Her twin said it looked just like a cyst she’d had removed by a
dermatologist 10 years earlier, and suggested Marian do the same.

So, Marian did. Three different times. And when the cyst grew back,
she had it removed three more times by two additional doctors. The
lump kept returning.

The reason: that “cyst” was actually plexiform fibrohistiocytic sarcoma, an
aggressive skin cancer so rare that only about 150 cases have been
confirmed in the United States since 1980, according to Keila Torres, M.D., Ph.D. It usually strikes
young people between the ages of 2 and 22. Marian was 61 the first
time she noticed it.

“Given the rarity of this cancer, I consider it an orphan disease,”
Marian says. “I was surprised that anyone would agree to treat it. But
MD Anderson deals with the unusual.
That’s why we came here.”

Identical twin proves the ideal tissue donor

By the time Marian saw Jesse Selber, M.D., and Torres here in March
2017, her back was a mess. There were several open wounds near her
backbone, and removing the tumor would require a tissue graft larger
than Marian’s petite frame could provide.

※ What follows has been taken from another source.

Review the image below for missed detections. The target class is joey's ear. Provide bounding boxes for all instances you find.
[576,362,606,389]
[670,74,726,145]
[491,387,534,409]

“We didn’t realize how extensive or how deep it was,” Marian said.
“It was more invasive than we’d anticipated.”

That’s when her twin sister stepped in — and offered herself as a
tissue donor. “Marian and I are perfectly identical,” Mary Jane notes. “It’s just not immediately
obvious, because I had a rare pituitary tumor years ago that caused a
lot of changes to my appearance.”

Unusual sarcoma calls for unusual treatment

Testing soon proved Mary Jane’s
assertion: she was a perfect genetic match for her sister. So on June
30, during a marathon 14-hour surgery, Selber and his team removed a
large section of skin, tissue and blood vessels from Mary Jane’s abdomen and used it to cover the
wound left in Marian’s back by the tumor Dr. Torres removed.

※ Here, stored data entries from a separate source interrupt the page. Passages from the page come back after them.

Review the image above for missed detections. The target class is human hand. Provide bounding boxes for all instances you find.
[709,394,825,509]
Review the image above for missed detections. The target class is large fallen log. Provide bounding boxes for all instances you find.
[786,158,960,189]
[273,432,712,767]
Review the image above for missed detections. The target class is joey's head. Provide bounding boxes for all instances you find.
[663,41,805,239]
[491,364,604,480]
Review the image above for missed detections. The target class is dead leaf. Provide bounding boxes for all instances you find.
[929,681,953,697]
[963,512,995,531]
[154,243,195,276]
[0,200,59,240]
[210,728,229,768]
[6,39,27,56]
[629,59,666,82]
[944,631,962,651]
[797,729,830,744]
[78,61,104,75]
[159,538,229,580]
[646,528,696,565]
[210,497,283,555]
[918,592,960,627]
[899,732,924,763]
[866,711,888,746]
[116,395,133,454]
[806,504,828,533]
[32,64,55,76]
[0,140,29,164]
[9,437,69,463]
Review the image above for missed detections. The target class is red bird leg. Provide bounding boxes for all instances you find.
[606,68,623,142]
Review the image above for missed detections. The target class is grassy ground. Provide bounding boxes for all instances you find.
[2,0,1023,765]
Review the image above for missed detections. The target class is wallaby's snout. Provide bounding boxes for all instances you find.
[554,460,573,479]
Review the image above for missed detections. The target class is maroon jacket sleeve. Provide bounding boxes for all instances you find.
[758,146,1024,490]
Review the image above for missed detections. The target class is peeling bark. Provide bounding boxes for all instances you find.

“I didn’t expect that much tissue to be taken,” Mary Jane admits. “But it was my body and my
choice. I just think of it as having the world’s largest tummy tuck.”

Twins’ recovery continues

Thanks to their doctors, nurses and other members of their care
team, both twins continue to recover from their respective surgeries.
Mary Jane must refrain from sitting up
straight for a while so she doesn’t tear her sutures. And Marian must
spend most of her time lying face down, so her wound will heal
properly. But the sarcoma survivor’s back is pain-free for the first
time in more than two years, and today, she shows no evidence of disease.

“I’ve never seen anything like MD
,” Marian says. “I truly feel cancer-free for the first
time. Dr. Torres did a phenomenal job of cleaning it all out, and Dr.
Selber did an incredible job of putting me back together.”

Making good on a promise

Marian is also incredibly grateful to her sister. “Her surgery was
much harder on her than mine was on me,” she says. “But it gave me a
quality of life that I wouldn’t have had without it.”

Yet Mary Jane insists that what she did
is not noble. “If you were a twin, you’d understand,” she says. “It’s
just what you do. And once all the swelling goes down, it will all be
worth it.”

The one thing that retired teacher Mary
asked of her sister as a part of the deal was a promise to
learn another language.

“I had the tissue to give and I’m healthy,” she says. “I told her I
could do it and I did it. Now she’s got to learn French.”